School 2000 D - School 2006 D (School Debt) - Special elections are held to enable schools to levy millage for such things as school construction or renovation. This line item could be a combination of several elections the school district has had over the years. Please contact the school district for more detailed information on their debt millage. This millage is distributed directly to the school district.
School Supple (School Operating) - This millage is another component of Proposal A of 1994. Under the proposal, a school district can levy 18 mills for school operating purposes. An exempt principal residence is not subject to the levy of school operating millage. For the majority of taxpayers, this line item will be zero as your property is your principal residence and it is exempted from this tax. Businesses, rental properties and people owning multiple properties will pay the school operating millage. This millage is distributed directly to the school district.
* Assessed value - the assessed value helps determine market value. Set by the assessor, the Assessed value when multiplied by two will give an approximate market value of the property. The assessor is constitutionally required to set the assessed value at 50% of the usual selling price or True Cash Value of the property.
* State Equalized Value(SEV)- SEV is the Assessed Value that has been adjusted following county and state equalization. The County Board of Commissioners and the Michigan State Tax Commission must review local assessments and adjust (equalize) them if they are above or below the constitutional 50% level of assessment.
* Taxable value - multiplying the Taxable Value by the local millage rate will determine your tax liability.
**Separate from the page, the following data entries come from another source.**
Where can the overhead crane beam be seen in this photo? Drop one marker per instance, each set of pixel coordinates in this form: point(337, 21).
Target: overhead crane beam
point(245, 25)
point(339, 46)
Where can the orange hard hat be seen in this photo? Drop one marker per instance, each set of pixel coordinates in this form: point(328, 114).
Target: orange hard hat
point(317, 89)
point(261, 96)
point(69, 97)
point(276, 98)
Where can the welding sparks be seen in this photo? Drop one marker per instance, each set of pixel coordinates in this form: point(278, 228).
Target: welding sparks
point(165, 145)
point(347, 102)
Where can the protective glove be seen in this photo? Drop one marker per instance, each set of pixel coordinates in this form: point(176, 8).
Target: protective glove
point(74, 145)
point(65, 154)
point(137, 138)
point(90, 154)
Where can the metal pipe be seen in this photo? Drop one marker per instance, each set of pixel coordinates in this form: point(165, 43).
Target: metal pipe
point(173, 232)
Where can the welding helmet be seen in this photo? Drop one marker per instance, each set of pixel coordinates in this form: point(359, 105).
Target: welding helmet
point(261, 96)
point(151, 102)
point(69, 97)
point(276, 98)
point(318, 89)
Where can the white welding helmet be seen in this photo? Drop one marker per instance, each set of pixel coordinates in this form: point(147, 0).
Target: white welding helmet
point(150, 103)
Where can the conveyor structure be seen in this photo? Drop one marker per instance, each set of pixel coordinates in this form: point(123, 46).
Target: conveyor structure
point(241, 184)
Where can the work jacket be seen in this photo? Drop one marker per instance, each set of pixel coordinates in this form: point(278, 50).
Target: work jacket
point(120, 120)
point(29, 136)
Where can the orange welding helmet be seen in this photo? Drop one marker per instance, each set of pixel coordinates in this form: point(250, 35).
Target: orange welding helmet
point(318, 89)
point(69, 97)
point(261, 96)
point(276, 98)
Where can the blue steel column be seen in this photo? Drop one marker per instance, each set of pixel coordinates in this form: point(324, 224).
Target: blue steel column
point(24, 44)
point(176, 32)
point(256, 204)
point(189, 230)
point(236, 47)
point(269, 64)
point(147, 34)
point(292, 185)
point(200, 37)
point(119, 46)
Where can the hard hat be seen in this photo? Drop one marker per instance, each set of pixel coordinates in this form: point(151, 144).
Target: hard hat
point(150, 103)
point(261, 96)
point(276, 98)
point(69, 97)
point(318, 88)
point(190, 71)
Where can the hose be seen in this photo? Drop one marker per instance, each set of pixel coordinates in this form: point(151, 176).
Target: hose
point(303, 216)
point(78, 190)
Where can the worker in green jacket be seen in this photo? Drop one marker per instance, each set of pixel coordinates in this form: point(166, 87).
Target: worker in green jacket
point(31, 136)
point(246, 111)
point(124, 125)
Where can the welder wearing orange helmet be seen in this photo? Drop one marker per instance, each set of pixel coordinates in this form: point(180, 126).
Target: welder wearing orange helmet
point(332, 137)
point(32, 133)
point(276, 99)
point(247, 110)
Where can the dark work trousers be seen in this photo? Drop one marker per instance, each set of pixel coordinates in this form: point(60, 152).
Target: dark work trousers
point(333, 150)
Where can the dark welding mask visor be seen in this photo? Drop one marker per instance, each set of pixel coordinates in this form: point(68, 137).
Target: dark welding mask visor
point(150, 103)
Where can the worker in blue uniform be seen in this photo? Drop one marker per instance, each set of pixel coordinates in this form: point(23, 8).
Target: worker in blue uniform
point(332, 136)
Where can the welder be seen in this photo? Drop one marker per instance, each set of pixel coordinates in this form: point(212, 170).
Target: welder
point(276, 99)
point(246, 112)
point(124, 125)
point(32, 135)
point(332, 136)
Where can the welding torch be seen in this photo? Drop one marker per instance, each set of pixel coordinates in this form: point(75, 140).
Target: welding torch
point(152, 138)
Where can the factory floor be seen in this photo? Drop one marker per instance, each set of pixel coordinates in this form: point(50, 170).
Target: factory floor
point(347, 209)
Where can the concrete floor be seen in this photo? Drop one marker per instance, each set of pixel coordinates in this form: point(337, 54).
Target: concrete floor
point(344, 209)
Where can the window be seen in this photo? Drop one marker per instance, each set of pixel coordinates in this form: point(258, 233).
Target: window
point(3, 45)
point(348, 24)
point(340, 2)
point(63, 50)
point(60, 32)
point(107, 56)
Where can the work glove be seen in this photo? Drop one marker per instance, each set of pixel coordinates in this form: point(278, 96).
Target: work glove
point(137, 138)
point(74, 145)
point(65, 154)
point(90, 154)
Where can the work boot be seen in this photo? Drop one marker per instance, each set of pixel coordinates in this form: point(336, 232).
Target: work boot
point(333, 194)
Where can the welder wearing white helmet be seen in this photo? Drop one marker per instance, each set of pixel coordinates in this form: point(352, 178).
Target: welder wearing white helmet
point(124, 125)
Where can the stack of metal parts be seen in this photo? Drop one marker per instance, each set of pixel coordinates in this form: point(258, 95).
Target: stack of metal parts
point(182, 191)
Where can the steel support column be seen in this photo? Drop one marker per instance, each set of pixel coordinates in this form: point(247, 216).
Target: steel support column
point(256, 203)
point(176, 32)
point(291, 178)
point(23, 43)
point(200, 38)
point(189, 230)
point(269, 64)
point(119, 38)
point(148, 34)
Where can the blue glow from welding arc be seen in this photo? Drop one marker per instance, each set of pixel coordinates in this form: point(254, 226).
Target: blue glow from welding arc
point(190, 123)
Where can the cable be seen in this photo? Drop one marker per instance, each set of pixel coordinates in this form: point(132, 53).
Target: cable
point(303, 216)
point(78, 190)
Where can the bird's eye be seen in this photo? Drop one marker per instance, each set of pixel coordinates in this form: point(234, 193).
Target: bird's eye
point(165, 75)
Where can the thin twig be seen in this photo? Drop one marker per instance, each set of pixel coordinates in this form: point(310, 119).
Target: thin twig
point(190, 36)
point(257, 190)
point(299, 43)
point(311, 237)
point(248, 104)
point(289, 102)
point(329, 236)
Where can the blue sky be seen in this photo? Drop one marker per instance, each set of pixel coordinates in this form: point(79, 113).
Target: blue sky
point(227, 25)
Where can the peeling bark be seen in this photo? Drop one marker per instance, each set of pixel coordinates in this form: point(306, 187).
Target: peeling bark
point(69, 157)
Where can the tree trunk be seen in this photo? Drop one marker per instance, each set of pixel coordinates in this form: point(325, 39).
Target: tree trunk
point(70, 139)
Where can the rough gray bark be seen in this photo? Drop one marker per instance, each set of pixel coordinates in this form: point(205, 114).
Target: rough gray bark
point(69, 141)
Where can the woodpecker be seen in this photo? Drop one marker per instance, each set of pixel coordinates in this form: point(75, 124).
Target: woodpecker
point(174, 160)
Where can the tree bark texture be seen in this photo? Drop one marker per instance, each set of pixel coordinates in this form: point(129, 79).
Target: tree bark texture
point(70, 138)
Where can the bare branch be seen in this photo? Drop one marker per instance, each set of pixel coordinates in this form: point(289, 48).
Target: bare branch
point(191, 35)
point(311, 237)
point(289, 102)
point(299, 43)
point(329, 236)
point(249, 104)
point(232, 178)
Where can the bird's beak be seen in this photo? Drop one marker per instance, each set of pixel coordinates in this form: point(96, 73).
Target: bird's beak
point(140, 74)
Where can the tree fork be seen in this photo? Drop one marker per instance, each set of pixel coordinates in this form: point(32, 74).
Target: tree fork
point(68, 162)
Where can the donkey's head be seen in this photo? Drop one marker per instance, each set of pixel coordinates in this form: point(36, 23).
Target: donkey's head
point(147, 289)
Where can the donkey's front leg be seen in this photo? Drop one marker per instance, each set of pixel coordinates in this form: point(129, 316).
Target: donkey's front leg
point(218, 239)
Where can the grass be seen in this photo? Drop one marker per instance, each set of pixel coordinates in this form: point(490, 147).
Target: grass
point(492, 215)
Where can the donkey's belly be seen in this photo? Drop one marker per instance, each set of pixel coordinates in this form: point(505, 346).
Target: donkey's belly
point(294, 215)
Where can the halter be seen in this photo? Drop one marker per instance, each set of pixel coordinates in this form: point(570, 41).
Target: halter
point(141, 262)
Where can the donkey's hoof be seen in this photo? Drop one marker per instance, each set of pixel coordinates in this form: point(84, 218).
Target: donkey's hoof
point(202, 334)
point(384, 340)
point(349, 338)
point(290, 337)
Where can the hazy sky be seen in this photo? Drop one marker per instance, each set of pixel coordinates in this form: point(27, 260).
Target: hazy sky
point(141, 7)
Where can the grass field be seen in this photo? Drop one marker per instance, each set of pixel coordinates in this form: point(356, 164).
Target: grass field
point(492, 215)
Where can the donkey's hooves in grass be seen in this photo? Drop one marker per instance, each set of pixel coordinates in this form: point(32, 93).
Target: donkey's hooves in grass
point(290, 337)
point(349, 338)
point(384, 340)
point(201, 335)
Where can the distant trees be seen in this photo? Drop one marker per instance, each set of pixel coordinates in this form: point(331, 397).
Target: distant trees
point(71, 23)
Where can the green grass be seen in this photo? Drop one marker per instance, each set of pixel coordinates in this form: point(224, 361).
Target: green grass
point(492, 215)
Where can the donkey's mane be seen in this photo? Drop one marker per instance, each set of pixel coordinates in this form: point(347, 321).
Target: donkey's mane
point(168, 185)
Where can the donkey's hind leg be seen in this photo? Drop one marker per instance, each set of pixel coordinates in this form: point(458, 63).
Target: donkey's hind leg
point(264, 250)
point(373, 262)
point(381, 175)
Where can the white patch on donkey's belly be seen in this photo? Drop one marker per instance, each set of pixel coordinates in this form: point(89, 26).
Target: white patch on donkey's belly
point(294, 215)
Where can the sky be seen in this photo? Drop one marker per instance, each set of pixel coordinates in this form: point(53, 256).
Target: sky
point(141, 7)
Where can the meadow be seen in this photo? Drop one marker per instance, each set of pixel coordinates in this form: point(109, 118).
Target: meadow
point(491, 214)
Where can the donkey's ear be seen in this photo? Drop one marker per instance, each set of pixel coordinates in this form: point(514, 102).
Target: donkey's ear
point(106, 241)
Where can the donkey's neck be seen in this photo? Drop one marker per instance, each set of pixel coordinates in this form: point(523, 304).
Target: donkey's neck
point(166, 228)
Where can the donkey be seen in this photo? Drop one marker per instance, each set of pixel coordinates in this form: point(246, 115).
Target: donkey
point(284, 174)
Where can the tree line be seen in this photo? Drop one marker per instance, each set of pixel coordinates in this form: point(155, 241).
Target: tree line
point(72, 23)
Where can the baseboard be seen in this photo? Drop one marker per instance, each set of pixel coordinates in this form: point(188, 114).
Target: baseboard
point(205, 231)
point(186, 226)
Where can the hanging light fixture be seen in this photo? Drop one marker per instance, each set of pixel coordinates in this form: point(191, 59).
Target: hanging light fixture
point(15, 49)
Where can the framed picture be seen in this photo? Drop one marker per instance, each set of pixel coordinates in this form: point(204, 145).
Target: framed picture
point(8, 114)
Taxable value increases from year to year by the rate of inflation or 5%, whichever is lower. Transfers of ownership and improvements to the property will increase the Taxable Value more than the rate of inflation.
- Neighbors paying completely different tax amounts, and;
- Apprehension about moving to new properties because of the fear of a very high tax increase.
It is important to note that the values set by the assessor are presumed correct. A property owner wishing to appeal the assessment must be prepared to present physical evidence as to why the values should be changed. An example of such evidence would be sales of similar homes that indicate a lower value than the one set by the assessor.